Per tre domeniche di seguito Gesù ci rac­conta parabole di vigne. È una delle im­magini che ama di più, al punto che arri­va a definire se stesso come vite e noi come tral­ci, per dire che il progetto di Dio per il mondo, sua vigna, è una vendemmia profumata, un vino di fe­sta, una promessa di felicità.

Il proprietario terriero esce di casa all’alba, si re­ca sulla piazza del paese e assolda operai per la sua vigna: c’è un lavoro da compiere, molto lavoro, al punto che esce ancora per altre quattro volte e o­gni volta assume nuovi operai. A questo punto però qualcosa non torna: che senso ha assumere lavoratori quando manca un’ora soltanto al tra­monto? Il tempo di arrivare alla vigna, di prende­re gli ordini dal fattore, e sarà subito sera. Di qua­le utilità saranno, a quanto potrà ammontare la giusta paga?
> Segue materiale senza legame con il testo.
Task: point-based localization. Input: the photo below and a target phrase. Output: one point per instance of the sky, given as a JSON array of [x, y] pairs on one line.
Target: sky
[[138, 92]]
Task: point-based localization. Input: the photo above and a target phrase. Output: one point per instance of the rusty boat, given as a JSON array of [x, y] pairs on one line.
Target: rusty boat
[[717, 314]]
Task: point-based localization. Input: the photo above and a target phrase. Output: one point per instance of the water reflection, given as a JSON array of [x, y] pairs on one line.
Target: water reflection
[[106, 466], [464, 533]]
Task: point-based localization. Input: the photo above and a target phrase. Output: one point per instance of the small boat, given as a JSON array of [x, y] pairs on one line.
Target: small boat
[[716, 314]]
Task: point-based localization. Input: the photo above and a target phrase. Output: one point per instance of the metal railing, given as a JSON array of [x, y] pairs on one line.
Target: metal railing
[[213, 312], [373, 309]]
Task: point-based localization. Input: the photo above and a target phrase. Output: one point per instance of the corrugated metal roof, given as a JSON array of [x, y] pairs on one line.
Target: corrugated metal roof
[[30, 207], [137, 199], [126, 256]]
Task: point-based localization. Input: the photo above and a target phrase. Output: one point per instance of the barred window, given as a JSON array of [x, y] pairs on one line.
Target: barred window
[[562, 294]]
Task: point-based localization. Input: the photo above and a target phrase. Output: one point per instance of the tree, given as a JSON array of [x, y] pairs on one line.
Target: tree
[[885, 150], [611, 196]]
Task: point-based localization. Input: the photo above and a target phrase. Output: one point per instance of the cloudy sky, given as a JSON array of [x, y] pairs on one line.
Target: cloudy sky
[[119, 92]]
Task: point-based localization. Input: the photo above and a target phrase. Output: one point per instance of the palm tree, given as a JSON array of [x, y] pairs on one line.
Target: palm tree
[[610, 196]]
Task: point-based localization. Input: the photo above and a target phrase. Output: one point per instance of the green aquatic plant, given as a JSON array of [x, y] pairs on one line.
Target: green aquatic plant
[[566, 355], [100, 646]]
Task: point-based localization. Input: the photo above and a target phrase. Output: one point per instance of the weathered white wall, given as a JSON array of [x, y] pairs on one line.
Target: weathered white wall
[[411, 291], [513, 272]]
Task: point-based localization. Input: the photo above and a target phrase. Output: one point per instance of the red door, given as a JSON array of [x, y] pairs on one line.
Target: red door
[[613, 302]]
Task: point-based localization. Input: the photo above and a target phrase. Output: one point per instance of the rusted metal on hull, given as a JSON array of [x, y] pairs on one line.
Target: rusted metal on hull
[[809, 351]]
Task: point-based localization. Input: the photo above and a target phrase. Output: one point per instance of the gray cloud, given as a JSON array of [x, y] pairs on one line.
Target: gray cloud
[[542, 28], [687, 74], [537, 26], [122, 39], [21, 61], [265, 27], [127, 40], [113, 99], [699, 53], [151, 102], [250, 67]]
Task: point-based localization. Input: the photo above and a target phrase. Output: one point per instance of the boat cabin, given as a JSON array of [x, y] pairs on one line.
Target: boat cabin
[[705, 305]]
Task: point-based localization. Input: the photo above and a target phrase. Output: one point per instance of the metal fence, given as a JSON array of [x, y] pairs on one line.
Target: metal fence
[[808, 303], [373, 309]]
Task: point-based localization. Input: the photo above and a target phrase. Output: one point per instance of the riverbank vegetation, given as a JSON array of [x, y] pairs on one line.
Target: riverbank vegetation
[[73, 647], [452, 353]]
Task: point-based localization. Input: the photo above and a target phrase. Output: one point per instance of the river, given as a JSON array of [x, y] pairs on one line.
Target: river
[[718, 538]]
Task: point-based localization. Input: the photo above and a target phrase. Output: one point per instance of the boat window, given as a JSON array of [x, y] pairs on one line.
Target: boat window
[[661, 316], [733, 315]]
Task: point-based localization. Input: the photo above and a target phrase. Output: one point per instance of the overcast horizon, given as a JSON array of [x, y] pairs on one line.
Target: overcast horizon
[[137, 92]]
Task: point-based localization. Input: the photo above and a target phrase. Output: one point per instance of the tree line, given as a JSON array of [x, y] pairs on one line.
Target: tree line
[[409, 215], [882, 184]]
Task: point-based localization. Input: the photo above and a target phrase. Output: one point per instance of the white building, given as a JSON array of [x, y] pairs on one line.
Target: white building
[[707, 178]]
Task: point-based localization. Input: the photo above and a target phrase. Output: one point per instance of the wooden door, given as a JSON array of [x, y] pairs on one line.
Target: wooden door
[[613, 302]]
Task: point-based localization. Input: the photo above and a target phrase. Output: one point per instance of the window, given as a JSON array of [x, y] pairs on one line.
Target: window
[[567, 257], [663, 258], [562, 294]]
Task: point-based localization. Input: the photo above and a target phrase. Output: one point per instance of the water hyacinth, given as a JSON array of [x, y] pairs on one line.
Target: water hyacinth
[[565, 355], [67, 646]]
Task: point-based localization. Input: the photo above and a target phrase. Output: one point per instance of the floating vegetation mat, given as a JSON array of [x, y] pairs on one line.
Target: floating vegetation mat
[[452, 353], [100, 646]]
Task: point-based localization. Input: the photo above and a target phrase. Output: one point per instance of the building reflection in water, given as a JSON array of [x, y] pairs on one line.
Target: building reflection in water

Allora nasce il sospetto che il padrone non assu­ma operai per le necessità della sua azienda, ma per un altro motivo. Nessuno ha pensato a questi ultimi, allora ci penserà lui, non per il suo ma per il loro interesse, preoccupandosi non dei suoi af­fari, ma del loro bisogno: non lavorare significa infatti non mangiare.

Questo padrone spiazza di nuovo tutti al mo­mento della paga: gli ultimi sono pagati per pri­mi, e ricevono per un’ora sola di lavoro la paga di un giorno intero. Non è una paga, ma un regalo.

Mi commuove il Dio presentato da Gesù, un Dio che con quel denaro, che giunge insperato e benedetto a quattro quinti dei lavoratori, intende a­limentare le loro vite e le loro famiglie. È il Dio del­la bontà senza perché, vertigine nei normali pen­sieri, che trasgredisce tutte le regole dell’economia, che sa ancora saziarci di sorprese.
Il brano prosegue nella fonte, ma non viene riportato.